Brian...
I have two pieces of advice for you...
1. Make the Stirred Curd Cheddar
2. Definately follow Carter's recommendations on pressing.
Tonight I opened a 2 months old Stirred Curd Cheddar (mainly because I noticed a mold spot under the wax) and I have to say that this is the best tasting/textured cheese I've made to date!
The texture actually LOOKS like cheddar and the best part is that it slices without crumbling! I can take a very....VERY thin slice off of the wheel and it still holds together. I'm pretty pumped about this. :-)

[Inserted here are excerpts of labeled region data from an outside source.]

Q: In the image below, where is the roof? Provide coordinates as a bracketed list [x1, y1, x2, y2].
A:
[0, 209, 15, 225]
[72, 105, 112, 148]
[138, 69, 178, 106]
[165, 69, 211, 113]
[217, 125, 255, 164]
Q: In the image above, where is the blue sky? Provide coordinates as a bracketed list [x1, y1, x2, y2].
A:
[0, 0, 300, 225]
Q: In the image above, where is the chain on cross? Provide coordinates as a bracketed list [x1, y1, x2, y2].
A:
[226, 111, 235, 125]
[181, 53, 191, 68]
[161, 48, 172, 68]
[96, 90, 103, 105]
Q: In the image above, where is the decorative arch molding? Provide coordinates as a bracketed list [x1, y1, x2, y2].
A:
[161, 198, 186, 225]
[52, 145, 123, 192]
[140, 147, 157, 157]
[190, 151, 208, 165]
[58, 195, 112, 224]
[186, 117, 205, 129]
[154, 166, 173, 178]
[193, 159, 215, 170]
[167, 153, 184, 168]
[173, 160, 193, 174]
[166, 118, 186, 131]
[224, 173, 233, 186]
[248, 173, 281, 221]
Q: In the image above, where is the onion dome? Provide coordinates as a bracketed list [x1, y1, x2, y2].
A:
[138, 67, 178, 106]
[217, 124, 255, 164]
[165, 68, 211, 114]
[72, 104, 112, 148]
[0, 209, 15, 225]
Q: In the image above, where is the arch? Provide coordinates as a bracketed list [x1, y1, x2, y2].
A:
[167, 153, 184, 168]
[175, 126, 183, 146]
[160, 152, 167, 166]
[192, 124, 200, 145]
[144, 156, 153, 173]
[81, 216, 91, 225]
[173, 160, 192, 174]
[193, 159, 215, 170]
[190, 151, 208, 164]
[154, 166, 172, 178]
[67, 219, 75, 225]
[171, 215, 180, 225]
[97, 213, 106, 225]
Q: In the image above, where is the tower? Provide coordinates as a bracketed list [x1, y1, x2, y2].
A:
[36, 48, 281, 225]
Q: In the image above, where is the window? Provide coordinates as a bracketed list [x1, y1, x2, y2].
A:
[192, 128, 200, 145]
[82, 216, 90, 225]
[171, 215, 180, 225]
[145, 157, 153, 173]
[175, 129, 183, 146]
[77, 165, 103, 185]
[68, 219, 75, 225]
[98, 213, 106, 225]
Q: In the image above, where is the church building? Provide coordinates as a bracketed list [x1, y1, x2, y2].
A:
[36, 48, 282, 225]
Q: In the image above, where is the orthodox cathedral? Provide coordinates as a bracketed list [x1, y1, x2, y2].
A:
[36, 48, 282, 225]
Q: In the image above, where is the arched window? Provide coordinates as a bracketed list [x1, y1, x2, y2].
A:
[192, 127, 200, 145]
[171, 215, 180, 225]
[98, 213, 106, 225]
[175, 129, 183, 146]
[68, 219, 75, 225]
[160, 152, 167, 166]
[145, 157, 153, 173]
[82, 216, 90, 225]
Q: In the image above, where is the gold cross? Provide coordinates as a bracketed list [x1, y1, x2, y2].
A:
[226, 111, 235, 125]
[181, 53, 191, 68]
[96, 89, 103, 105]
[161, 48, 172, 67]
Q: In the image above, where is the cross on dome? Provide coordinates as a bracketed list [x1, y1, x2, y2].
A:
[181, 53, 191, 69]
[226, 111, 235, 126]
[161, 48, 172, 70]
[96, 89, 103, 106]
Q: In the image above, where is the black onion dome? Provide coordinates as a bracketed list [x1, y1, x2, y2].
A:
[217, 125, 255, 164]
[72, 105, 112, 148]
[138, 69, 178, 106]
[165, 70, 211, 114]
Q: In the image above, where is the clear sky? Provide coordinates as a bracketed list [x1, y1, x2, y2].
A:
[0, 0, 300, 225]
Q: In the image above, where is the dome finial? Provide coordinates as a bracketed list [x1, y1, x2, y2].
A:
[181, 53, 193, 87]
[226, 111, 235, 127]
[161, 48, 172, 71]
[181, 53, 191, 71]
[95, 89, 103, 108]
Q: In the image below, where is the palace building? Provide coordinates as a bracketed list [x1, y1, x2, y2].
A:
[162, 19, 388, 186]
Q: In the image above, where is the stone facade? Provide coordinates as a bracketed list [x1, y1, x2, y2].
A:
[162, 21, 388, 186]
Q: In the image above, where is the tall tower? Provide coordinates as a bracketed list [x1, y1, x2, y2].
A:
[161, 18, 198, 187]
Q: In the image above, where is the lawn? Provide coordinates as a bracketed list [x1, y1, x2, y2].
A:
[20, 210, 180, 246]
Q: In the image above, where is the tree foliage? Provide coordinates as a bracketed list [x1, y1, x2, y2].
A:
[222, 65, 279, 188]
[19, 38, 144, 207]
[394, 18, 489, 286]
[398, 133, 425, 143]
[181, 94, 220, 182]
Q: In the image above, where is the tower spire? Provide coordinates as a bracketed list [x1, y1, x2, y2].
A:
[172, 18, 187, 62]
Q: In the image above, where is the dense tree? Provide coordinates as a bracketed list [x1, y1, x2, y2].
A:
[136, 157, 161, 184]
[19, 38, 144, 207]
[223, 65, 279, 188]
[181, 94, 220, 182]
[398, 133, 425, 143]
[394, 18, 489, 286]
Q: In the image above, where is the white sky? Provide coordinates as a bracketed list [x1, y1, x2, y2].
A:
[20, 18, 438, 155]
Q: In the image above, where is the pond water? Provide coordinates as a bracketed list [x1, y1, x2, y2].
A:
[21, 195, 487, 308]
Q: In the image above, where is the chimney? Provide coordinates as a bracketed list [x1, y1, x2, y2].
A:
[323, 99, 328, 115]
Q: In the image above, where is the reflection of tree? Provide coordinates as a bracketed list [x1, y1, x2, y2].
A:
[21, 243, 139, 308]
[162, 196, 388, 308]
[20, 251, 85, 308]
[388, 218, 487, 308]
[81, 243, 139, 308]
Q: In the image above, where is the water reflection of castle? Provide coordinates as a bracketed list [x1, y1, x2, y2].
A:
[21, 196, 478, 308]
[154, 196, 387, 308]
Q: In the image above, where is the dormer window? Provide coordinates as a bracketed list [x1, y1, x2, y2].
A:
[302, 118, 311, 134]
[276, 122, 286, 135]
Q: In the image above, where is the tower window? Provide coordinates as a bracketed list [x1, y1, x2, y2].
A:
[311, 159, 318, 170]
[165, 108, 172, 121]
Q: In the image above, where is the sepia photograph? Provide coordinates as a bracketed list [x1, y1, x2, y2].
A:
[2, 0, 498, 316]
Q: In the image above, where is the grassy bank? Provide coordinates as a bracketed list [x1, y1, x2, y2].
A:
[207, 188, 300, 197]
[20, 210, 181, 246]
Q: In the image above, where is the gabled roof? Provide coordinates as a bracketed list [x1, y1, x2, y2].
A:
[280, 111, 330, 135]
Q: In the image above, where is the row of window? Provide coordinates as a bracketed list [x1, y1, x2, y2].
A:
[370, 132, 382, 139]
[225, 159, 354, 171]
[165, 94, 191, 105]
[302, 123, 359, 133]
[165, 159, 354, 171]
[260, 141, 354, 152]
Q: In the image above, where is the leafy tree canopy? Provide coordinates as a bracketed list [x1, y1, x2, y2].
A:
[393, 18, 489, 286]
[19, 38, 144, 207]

The taste of this cheese is not only correct, it is really very good for how young it is. I kept a small piece out for the family to snack on and the rest is going back for further aging.
I contribute all of this to Carter and Wayne's research and experimentation on pressing weights (and of course my own fantastic cheesemaking abilities
).
Honestly, all of my other cheeses have had an open texture since I moved from a 4 inch mold to a 6" mold. I could never figure out the problem.
Once I moved to an 8" mold I knew I had to seek help with this problem. That just so happened to be the same time that I registered on this forum and right away the help and answers came.
Now I'm looking forward to cracking open some of my other 8" wheels (which number about 8 right now) to see how they are doing.
Many thanks to Carter and Wayne and good luck on your next cheese.